In UTF-8 locales, arguments >= 0x80 are invalid arguments for iscntrl().

POSIX [1] says
  "The c argument is a type int, the value of which the application shall
   ensure is a character representable as an unsigned char or equal to the
   value of the macro EOF. If the argument has any other value, the behavior
   is undefined."

The term "character" is defined here [2]:
  "A sequence of one or more bytes representing a single graphic symbol or
   control code."

So, in a UTF-8 locale, a "character representable as an unsigned char"
is a byte sequence of length 1, where the single byte has a value in the
range 0x00..0x7F.

For invalid values "the behavior is undefined." You were expecting a value 0.

Now, in the gnulib documentations, what we mention as portability problems
are the cases where
  - the behaviour for valid arguments is different on different platforms, or
  - the boundary between valid and invalid arguments is fuzzy and depends on
    the platform.
IMO there's no point in documenting that a function _really_ has undefined
behaviour when POSIX says that it has undefined behaviour.

> I've also attached an alternative patch for df (in your name).

This patch is correct (because the characters that you test for in c_iscntrl
are 0x00..0x1F, 0x7F, which don't occur as second or later byte in a multibyte
character in the EUC-JP, EUC-KR, GB2312, EUC-TW, GB18030, SJIS encodings).

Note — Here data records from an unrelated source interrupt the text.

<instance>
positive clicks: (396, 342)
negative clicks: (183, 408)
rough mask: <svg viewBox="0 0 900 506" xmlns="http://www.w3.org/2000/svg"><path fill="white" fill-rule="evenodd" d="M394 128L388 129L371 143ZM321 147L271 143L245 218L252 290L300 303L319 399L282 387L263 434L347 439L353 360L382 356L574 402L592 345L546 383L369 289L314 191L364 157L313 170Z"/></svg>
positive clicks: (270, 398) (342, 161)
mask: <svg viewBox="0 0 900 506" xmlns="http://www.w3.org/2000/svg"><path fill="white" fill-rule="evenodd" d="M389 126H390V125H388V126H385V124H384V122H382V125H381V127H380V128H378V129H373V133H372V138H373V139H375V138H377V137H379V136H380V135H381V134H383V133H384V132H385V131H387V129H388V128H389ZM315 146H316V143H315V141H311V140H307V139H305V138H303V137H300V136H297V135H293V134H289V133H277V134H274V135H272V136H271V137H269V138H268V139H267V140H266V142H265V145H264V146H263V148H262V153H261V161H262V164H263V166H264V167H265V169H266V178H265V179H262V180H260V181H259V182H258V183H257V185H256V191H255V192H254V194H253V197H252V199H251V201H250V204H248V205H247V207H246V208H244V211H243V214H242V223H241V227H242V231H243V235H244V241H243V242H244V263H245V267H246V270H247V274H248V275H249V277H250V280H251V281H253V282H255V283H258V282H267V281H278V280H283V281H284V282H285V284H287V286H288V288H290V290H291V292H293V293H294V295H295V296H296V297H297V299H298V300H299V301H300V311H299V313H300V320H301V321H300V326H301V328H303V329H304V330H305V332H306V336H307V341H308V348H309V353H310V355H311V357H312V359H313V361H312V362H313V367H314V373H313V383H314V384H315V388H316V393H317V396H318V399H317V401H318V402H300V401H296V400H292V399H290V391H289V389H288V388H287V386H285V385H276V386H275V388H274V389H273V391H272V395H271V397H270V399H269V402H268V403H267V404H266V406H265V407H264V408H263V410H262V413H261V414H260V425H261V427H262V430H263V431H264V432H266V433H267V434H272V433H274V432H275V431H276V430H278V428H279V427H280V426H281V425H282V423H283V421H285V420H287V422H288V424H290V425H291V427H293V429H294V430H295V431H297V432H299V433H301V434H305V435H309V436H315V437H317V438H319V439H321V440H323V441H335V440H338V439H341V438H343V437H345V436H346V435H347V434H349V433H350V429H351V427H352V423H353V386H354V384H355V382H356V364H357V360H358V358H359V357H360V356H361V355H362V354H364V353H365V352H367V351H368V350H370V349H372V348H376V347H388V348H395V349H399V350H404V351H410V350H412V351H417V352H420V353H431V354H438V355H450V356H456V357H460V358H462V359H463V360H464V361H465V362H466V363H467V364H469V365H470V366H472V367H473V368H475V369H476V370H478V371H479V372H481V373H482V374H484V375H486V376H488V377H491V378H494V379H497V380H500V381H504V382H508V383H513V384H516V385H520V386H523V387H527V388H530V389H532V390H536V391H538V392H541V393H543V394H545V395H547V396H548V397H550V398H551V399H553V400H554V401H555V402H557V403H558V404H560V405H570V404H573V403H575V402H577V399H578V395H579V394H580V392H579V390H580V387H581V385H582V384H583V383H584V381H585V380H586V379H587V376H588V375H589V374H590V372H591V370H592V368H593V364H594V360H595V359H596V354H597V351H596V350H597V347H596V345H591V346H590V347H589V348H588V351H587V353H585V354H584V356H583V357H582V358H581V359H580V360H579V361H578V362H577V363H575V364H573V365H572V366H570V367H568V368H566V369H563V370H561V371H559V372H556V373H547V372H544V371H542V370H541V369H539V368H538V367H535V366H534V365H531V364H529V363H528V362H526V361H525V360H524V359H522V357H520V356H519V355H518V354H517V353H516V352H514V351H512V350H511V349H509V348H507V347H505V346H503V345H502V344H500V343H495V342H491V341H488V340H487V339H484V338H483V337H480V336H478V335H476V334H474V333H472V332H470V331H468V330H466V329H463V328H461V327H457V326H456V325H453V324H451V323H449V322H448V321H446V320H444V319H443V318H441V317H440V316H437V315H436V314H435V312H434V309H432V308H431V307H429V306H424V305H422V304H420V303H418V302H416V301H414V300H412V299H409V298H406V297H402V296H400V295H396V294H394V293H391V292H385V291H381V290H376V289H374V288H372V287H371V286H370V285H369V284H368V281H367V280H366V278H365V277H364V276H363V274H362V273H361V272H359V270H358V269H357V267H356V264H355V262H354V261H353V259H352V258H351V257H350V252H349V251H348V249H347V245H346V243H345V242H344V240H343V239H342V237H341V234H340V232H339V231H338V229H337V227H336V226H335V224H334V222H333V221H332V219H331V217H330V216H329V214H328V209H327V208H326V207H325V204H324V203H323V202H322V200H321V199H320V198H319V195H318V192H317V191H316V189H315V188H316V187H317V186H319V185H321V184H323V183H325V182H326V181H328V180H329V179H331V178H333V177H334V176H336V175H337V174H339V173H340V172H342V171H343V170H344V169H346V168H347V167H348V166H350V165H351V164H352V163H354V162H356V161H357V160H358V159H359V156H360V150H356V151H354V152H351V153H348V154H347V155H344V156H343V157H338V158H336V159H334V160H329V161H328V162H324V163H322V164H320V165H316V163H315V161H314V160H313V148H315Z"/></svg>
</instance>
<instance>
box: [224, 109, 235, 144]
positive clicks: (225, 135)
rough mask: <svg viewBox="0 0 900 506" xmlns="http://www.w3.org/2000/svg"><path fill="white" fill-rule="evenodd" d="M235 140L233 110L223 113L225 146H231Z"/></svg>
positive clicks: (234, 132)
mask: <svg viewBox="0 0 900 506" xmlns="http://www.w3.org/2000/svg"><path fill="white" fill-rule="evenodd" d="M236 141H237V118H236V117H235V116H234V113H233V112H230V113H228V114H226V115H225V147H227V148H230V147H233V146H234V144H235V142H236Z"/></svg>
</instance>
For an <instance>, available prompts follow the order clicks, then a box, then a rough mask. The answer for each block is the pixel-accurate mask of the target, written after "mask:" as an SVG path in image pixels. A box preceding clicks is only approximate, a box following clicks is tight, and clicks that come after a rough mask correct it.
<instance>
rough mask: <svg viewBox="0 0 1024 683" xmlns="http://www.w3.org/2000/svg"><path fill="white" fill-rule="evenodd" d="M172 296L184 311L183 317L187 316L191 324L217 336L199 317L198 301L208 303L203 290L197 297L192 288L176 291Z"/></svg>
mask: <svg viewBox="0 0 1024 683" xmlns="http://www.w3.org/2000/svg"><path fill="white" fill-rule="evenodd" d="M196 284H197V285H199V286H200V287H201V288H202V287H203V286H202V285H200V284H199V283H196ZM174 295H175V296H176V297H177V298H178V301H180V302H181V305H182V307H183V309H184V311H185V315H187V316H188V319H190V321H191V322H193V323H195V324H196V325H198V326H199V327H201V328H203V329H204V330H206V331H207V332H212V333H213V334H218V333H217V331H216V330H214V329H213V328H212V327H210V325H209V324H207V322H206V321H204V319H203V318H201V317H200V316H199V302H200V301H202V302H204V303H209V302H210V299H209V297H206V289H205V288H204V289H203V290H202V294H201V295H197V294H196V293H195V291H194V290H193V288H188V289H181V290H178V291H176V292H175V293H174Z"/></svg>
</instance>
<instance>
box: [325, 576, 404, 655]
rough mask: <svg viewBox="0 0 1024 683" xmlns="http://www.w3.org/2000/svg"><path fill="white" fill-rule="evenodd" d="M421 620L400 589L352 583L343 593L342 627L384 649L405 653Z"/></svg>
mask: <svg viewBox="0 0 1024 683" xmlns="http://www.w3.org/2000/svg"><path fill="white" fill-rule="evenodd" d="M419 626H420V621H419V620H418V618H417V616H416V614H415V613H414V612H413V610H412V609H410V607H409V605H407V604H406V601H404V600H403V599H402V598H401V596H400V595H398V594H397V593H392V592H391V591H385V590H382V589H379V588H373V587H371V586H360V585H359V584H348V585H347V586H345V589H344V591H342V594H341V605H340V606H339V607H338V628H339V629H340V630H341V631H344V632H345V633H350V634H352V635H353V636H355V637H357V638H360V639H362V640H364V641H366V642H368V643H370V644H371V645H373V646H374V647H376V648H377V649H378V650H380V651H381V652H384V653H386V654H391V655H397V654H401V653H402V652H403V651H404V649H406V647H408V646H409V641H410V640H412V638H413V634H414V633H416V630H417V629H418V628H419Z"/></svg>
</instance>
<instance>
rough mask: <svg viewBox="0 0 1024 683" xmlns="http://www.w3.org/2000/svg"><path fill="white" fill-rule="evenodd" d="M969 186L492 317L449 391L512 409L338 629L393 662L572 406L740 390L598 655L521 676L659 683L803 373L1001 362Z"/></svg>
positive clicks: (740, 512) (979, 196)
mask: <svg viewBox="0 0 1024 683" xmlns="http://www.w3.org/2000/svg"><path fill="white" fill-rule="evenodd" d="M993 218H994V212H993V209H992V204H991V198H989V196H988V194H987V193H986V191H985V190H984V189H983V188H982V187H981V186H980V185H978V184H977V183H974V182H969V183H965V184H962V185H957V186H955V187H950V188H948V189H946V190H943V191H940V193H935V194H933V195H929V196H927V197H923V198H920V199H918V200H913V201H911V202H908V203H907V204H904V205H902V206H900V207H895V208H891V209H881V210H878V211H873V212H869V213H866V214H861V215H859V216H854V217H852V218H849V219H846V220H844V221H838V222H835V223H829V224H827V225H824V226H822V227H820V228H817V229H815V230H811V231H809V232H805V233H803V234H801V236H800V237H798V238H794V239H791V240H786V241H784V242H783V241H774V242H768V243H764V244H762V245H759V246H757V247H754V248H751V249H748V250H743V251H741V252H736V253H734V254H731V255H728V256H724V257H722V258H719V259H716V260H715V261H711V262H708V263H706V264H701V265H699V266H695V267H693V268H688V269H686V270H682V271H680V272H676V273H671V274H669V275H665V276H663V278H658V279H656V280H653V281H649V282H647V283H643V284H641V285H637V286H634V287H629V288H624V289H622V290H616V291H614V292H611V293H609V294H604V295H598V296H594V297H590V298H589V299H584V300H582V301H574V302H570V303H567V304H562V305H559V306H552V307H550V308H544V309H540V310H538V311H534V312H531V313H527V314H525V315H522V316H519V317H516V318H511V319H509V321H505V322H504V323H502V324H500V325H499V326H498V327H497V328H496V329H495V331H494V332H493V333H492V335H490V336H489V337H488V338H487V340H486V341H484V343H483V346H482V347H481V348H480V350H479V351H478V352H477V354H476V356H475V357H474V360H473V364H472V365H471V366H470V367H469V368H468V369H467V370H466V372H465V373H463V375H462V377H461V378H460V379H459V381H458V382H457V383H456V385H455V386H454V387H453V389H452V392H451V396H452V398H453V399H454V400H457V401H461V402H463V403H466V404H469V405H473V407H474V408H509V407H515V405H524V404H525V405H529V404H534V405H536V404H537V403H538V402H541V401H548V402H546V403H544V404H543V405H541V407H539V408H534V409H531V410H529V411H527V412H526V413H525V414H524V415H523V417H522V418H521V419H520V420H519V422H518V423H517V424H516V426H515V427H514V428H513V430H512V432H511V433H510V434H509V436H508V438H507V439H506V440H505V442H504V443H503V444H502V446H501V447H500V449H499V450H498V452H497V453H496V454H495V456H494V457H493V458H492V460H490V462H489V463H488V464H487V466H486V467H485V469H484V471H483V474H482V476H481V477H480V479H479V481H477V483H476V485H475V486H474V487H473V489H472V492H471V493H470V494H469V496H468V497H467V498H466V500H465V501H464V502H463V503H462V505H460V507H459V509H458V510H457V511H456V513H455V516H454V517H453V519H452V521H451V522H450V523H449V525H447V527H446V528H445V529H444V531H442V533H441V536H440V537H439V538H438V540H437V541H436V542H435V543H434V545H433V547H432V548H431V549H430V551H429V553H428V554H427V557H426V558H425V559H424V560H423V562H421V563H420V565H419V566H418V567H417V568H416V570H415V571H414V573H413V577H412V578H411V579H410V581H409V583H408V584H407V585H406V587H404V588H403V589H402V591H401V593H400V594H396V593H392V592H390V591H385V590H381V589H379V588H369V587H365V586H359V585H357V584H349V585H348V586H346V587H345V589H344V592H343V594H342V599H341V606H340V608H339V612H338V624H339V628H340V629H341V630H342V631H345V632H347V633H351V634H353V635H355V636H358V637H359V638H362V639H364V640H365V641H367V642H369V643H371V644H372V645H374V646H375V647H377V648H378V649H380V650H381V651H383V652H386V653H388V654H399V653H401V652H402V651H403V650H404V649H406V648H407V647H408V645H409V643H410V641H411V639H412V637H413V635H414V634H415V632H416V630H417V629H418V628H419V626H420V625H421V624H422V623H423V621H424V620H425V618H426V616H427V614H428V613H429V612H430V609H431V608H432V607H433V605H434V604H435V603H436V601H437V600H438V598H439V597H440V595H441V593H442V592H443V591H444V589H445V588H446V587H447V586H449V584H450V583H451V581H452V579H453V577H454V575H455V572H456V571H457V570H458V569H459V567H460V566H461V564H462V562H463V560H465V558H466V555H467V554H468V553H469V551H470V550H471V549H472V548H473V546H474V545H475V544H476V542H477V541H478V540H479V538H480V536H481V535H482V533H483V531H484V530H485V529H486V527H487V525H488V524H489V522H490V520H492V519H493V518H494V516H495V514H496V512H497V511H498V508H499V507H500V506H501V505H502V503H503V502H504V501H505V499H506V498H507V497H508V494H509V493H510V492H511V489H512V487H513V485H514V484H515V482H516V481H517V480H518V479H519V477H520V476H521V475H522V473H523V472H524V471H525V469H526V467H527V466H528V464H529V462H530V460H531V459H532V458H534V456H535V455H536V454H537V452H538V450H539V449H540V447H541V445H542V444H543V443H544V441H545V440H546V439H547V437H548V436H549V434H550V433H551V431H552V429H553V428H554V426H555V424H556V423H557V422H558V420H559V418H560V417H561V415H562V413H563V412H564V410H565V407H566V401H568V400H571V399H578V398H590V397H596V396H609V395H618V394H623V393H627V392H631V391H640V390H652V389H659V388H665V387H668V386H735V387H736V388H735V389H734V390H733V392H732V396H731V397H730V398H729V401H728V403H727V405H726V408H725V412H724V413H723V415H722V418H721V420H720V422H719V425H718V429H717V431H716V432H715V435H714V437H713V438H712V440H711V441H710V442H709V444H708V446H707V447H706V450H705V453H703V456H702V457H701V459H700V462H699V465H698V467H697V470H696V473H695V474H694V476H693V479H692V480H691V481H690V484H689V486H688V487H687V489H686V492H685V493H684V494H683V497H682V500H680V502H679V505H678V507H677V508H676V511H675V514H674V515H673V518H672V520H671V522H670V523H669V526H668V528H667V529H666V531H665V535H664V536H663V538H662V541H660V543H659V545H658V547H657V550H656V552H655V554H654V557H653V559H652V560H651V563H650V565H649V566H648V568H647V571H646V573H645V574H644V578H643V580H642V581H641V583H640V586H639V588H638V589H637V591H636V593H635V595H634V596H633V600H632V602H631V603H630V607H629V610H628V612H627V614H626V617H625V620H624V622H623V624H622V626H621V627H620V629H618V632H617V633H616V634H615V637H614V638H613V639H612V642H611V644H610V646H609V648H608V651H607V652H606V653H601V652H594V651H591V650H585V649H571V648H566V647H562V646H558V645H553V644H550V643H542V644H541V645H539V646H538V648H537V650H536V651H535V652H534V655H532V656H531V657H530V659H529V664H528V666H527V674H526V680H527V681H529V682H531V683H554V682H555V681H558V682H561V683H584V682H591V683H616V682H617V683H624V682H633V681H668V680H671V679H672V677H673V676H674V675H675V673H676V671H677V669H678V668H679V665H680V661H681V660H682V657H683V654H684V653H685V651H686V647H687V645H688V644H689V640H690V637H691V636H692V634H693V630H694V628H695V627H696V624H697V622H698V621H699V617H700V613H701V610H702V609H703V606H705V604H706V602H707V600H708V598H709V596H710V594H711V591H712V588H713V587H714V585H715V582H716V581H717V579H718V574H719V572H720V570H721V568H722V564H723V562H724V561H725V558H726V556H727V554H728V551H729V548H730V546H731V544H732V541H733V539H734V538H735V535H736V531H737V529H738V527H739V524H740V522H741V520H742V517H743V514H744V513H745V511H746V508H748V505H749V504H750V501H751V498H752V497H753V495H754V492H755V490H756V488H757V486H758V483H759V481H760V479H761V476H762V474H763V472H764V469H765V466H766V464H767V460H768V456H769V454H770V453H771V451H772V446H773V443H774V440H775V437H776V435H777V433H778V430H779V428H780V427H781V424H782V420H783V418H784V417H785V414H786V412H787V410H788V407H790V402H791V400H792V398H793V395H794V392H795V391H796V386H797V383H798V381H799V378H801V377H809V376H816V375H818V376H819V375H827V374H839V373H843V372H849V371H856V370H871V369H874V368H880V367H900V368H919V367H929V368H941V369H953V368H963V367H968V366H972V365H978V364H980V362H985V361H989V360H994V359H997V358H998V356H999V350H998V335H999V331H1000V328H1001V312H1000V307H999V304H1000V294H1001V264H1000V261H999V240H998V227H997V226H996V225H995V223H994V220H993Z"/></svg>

But it does not catch control characters outside of the ASCII range. It would
make sense to catch these as well. If you want to do that,
'hide_problematic_chars' needs to be rewritten as a loop that iterates across
the multibyte characters. For example with the 'mbiter' module, in
combination with the mb_iscntrl function from the 'mbchar' module. Or
directly with mbrtowc() and iswcntrl().